Glen Point Capital’s Neil Phillips found guilty of foreign exchange fraud, faces 10 years in prison
The jury deliberated for less than half a day before deciding the case. Phillips did not visibly react as the verdict was read. Afterwards, in an unusual move, he shook hands with the prosecutors before being embraced by his lawyers.
“We’re disappointed,” Sean Hecker, one of Phillips’ lawyers, said outside the courtroom. “We continue to believe very strongly in Neil’s innocence. We don’t believe he should have been charged in the first place, and we’ll keep fighting.” The defence said it would ask Judge Liman to set aside the verdict and would file an appeal if that was not successful.
Buying binge
The indictment of the high-flying London-based trader, whose George Soros-backed fund was one of the biggest launches in 2015, reverberated across the world’s financial capitals when it was unsealed in September last year. Phillips’ dramatic arrest in Ibiza at the request of US authorities led to the suspension of several of former staffers who had joined other funds from Glen Point.
At the heart of the prosecutors’ case was a one-hour buying binge of the South African currency in the early hours of December 26, 2017. The “Boxing Day trades” effectively moved the exchange rate to 12.50 rand against the dollar, the barrier at which the Morgan Stanley option would pay out. According to the government, Phillips resorted to market manipulation because the option was set to expire on January 2, 2018.
Jurors were shown transcripts of Bloomberg chats in which Phillips discussed how “to break 50” with the Singapore-based trader at Nomura Holdings who placed his orders.
“My aim is to trade thru 50,” Phillips said in one message. “Get it thru,” he said in another.
Prosecutors also played an earlier phone conversation in which Phillips told one of his Glen Point traders that he might need him “to start f—ing around in dollar/rand tonight”.
‘Investment thesis’
The prosecution case notably did not rely heavily on eyewitness testimony. The Nomura salesperson who worked with Phillips, Rahul Kamath, was one of two uncharged co-conspirators described in the indictment, but neither of them testified at the trial.
The defence presented evidence that Phillips, who was born and raised in South Africa, was pursuing a strategy based on a strong belief that the rand would rise once Cyril Ramaphosa emerged as the country’s presumptive next president after the African National Congress election on December 18, 2017. Phillips’ lawyers argued that the Boxing Day trades were motivated by this strategy, not the $US20 million option.

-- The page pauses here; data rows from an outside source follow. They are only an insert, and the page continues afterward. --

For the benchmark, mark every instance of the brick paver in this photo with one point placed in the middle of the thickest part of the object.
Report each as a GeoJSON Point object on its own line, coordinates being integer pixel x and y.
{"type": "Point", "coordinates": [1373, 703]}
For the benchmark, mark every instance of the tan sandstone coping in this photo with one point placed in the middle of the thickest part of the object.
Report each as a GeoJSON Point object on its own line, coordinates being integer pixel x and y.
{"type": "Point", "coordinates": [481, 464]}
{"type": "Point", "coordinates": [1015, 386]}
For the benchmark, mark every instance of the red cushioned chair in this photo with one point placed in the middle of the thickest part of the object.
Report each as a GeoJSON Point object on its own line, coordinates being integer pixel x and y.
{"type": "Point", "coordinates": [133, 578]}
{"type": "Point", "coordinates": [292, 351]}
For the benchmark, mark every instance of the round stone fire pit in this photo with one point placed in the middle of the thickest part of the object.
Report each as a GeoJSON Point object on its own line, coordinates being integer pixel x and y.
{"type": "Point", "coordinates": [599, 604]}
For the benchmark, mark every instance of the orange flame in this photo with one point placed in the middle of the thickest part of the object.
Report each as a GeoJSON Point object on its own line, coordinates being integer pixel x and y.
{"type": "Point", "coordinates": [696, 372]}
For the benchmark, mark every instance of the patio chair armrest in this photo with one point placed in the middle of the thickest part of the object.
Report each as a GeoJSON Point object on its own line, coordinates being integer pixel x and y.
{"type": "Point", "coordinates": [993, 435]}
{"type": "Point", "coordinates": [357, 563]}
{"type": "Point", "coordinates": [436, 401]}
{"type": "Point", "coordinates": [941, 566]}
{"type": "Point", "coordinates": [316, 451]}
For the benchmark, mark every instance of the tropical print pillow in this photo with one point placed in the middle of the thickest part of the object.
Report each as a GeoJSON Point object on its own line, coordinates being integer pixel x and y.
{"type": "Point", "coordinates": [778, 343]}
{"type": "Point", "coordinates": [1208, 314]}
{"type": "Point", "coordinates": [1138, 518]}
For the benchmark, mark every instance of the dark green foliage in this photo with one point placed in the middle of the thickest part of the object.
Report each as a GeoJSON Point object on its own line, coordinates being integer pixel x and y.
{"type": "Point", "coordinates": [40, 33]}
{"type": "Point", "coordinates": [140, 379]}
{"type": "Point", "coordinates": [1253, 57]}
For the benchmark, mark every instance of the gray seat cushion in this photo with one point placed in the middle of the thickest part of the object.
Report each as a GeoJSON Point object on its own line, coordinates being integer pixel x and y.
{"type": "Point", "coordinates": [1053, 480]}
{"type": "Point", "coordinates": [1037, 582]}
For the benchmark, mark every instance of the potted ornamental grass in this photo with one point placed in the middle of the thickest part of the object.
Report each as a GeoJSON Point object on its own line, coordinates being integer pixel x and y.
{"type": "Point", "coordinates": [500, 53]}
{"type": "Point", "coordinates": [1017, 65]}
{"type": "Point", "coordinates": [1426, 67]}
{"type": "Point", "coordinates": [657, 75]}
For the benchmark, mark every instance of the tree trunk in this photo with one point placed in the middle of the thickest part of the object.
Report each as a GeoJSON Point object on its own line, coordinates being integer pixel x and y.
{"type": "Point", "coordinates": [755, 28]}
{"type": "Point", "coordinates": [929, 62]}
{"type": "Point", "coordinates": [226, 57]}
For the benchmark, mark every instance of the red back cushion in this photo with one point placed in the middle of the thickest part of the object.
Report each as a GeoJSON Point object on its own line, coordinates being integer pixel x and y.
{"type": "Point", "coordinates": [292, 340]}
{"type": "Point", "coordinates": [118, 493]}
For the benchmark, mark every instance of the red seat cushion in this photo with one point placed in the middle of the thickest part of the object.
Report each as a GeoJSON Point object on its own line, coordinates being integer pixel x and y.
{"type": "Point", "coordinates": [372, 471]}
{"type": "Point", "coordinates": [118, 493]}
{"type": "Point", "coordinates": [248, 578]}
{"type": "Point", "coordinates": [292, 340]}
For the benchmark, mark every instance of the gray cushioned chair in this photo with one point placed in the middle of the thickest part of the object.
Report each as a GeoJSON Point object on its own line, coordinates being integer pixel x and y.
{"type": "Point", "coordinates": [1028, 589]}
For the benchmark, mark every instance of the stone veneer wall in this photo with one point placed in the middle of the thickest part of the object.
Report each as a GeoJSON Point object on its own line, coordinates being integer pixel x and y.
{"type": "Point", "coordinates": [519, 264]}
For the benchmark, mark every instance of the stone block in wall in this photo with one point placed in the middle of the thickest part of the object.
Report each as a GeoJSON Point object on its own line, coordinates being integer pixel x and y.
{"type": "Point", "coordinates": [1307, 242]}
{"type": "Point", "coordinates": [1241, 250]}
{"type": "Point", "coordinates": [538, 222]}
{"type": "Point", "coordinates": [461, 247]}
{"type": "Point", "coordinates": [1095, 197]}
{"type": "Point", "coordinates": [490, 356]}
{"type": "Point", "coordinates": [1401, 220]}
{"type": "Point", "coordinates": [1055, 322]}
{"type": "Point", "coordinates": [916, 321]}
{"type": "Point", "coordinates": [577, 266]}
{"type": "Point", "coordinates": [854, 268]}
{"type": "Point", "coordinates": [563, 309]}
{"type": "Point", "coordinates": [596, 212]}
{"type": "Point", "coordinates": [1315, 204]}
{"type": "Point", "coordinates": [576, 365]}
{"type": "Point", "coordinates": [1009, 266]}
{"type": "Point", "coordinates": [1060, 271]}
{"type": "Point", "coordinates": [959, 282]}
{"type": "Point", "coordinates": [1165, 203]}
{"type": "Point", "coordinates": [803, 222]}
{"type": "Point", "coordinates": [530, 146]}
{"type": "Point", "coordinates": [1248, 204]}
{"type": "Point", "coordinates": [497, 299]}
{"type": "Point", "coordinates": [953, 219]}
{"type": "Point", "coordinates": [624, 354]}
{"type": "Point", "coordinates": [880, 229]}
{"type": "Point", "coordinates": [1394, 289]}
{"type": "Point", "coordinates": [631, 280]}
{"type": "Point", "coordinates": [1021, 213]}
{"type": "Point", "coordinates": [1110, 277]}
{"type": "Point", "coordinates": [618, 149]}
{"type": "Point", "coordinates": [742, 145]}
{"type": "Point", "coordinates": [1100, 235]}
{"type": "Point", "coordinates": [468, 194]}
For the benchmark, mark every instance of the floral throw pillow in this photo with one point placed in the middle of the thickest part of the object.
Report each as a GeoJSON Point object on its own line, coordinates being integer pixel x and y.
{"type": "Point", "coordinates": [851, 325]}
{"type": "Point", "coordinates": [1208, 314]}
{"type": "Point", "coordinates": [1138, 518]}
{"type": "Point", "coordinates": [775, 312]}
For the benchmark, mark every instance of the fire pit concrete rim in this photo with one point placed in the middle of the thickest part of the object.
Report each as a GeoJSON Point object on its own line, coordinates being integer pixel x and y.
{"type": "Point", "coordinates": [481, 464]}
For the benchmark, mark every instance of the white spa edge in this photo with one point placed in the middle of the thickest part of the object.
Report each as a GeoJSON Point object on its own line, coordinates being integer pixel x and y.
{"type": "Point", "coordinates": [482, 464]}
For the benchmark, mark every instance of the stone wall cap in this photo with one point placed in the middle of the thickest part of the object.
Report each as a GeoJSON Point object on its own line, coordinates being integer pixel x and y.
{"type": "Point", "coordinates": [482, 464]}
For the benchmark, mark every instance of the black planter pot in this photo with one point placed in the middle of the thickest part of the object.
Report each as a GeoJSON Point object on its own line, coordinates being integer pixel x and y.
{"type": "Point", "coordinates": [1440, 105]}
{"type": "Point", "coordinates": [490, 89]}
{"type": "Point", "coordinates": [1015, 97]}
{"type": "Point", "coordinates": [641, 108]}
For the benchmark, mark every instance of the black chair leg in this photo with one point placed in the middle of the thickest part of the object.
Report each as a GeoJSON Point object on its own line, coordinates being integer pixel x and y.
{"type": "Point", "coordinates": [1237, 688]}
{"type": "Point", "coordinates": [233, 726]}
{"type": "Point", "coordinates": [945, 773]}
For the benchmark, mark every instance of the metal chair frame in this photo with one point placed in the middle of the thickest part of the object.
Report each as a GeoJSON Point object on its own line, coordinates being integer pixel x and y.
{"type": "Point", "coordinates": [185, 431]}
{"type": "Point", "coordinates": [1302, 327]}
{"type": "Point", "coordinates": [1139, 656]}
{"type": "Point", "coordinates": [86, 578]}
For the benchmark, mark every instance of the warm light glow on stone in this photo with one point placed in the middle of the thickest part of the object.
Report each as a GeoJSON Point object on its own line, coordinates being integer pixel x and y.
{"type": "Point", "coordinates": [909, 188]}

“What Neil did next was precisely what someone with a fundamental view, an investment thesis and an option position that was about to be triggered would do,” defence lawyer Jenna Dabbs told the jury in opening statements in the trial.
Phillips’ lawyers noted that other market participants were also making similar trades based on political developments in South Africa, chief among them Morgan Stanley. It was revealed at trial that on December 18, 2017, the bank offered to buy back the Glen Point option for $US13 million. Morgan Stanley also sold more than $US560 million in rand while Phillips was buying on Boxing Day.
The case was a rare attempt by US prosecutors to enforce a code of conduct in the loosely regulated currency markets, where daily trading often tops $US7 trillion. In the past, the government has focused more on foreign exchange collusion and price fixing by big banks rather than a specific set of trades.
In a statement after the verdict, Manhattan US Attorney Damian Williams said the “policing of the financial markets is critical to the health and sanctity of our economy” and commended his office’s prosecutors for working to ensure “fair market activity for investors at every level”.
Phillips’ trial began and ended while Williams’ office was prosecuting its fraud case against FTX co-founder Sam Bankman-Fried. A verdict in that case could come as soon as next week, following the former crypto mogul’s planned testimony in his own defence.
The defence focus on the sophistication of the alleged victims of market manipulation offers a preview of what lawyers are likely to argue in the Archegos case, in which Mr Hwang and his family office’s chief financial officer, Patrick Halligan, are accused of deceiving Morgan Stanley, Credit Suisse, Nomura and other banks into taking stock positions that lost them more than $US10 billion when Archegos collapsed.